Mercredi, 6 juin 2018 s’est tenue à la salle des spectacles de l’université de Dschang une Journée d’étude consacrée à l’écrivain sénégalais. C’était un moyen pour l’Équipe de Recherche en Littérature Comparée (ERLIC) de rendre un vibrant hommage à cette icône de la littérature et du cinéma africain. Cérémonie entre littérature et cinéma, la journée d’étude a donné lieu à une ballade historique sur l’ensemble de la production de Sembène.
Sur le pan littéraire, notes de lecture et articles scientifiques ont permis de revisiter les œuvres comme Le Mandat, Les Bouts de bois de dieu, Xala, Le Dernier de l’Empire. Ces œuvres, d’une extrême richesse, ont été explorées sur divers pans.
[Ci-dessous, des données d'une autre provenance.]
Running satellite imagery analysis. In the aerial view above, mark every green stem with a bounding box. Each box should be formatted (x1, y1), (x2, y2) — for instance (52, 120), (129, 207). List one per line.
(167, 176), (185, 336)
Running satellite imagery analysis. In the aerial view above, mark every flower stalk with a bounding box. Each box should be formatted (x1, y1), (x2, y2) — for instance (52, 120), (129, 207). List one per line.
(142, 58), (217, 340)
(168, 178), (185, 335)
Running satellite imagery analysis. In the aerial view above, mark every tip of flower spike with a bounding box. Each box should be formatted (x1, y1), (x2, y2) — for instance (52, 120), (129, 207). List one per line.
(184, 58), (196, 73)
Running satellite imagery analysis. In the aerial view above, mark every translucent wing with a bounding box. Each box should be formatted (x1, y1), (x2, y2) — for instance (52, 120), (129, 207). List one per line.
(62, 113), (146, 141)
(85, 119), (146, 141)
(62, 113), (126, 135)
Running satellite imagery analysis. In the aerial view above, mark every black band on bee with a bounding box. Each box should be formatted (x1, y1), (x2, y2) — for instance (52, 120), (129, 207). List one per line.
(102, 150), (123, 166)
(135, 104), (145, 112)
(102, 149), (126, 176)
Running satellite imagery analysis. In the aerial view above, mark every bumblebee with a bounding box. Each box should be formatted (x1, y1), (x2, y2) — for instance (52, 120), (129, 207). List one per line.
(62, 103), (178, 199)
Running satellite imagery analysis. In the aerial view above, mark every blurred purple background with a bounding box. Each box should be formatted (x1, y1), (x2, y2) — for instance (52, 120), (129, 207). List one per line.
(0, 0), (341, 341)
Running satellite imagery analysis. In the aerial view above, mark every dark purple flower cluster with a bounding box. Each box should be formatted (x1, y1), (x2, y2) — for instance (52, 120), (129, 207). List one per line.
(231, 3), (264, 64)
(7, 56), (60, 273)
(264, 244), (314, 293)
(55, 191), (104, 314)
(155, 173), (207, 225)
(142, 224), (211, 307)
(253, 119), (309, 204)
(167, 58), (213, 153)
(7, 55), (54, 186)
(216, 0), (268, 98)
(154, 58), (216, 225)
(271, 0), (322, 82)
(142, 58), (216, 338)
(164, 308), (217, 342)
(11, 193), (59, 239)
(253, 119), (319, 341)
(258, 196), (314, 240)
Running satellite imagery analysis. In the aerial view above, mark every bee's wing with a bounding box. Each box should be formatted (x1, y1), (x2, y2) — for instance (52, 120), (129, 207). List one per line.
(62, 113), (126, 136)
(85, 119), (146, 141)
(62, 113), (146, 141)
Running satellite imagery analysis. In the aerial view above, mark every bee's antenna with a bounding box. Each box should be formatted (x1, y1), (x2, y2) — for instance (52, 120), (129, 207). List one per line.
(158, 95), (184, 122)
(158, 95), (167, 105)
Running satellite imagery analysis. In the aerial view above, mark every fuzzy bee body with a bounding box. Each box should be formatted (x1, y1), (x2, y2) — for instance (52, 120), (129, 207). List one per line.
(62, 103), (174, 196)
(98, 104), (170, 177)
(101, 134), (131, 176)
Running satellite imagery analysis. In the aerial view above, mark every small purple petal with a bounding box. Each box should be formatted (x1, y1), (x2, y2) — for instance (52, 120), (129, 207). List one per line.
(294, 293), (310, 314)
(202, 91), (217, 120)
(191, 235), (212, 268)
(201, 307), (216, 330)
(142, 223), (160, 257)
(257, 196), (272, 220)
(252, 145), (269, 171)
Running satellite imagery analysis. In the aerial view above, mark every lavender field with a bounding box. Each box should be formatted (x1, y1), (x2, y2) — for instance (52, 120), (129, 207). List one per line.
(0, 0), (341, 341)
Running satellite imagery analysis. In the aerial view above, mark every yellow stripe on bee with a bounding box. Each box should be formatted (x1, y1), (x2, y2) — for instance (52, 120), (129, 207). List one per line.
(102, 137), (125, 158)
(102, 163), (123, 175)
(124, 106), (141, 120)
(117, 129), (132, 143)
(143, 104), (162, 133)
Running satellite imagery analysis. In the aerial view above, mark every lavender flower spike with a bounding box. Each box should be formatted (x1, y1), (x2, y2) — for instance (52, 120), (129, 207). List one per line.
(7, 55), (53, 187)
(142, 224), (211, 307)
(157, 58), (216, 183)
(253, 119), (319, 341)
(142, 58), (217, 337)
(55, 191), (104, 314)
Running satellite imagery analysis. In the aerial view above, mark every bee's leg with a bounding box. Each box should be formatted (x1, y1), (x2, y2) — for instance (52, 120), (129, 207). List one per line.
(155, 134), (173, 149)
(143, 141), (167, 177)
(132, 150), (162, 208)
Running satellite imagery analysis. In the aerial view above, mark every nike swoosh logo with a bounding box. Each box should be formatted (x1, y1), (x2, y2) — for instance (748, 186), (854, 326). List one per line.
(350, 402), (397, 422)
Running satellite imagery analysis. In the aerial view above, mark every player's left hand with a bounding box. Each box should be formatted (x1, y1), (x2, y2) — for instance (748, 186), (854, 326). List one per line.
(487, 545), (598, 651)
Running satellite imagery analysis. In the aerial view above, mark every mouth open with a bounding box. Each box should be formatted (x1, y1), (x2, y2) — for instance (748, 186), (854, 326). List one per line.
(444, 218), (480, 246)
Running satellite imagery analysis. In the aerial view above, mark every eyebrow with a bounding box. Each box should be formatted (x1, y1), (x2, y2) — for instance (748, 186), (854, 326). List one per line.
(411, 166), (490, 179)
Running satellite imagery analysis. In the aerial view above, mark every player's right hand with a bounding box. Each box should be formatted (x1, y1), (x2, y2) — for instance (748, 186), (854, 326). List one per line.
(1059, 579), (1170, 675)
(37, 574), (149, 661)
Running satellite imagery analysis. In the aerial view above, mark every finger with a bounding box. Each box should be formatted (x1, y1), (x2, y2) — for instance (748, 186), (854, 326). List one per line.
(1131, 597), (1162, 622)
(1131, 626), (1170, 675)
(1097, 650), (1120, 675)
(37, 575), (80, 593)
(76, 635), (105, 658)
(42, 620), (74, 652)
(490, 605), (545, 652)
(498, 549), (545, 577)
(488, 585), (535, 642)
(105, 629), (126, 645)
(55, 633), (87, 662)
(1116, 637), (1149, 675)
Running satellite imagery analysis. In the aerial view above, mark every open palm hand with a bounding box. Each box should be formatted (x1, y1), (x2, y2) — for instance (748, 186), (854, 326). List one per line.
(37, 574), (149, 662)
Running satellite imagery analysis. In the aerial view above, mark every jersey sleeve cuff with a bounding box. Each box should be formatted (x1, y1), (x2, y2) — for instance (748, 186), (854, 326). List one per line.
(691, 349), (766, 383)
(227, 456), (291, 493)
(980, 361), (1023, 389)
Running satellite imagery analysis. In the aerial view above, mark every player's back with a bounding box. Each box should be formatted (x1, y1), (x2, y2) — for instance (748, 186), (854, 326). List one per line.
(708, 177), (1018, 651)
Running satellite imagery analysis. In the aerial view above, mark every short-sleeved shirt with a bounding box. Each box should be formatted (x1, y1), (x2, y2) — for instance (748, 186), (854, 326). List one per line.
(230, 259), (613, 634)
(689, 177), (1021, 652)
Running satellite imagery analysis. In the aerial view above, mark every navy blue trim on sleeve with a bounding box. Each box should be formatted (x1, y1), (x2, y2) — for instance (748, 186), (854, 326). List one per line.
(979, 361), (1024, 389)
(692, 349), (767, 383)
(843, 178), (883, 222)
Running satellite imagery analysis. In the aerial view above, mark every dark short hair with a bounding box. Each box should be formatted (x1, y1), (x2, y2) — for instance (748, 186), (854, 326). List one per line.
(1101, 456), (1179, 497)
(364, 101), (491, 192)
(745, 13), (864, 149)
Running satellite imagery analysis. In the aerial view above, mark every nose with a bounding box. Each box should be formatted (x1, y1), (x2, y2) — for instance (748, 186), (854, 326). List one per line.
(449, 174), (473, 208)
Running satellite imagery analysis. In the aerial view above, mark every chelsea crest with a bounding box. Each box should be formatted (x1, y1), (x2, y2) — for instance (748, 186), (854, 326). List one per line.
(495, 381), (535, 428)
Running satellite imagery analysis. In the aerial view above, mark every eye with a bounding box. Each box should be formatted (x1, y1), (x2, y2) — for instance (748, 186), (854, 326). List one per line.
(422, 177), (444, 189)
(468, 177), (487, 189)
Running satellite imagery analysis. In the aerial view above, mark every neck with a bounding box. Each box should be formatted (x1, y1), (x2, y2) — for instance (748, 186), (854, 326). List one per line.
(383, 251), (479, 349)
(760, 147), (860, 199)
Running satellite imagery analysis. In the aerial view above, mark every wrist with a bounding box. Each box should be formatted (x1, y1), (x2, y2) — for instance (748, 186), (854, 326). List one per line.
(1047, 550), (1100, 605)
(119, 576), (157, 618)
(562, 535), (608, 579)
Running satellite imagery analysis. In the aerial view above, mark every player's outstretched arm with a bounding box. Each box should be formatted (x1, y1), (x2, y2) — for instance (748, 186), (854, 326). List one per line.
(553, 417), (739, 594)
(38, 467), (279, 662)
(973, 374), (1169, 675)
Alors que Basile Difouo nous pousse à revisiter l’intrigue de Le Mandat en nous faisant revivre les turpitudes de Mamadou Dieng dans toutes les démarches entreprises pour rentrer en possession de son fameux mandat venu de France à hauteur de 25000 frs, Joël Meli, lui, propose une note de lecture de Xala . Ici, l’auteur plonge le lecteur dans l’univers d’El Hadji Abdou Kader Bèye, polygame, victime d’un sortilège, le « xala » qui le rend incapable d’assumer ses responsabilités tant au lit qu’à l’entreprise familiale.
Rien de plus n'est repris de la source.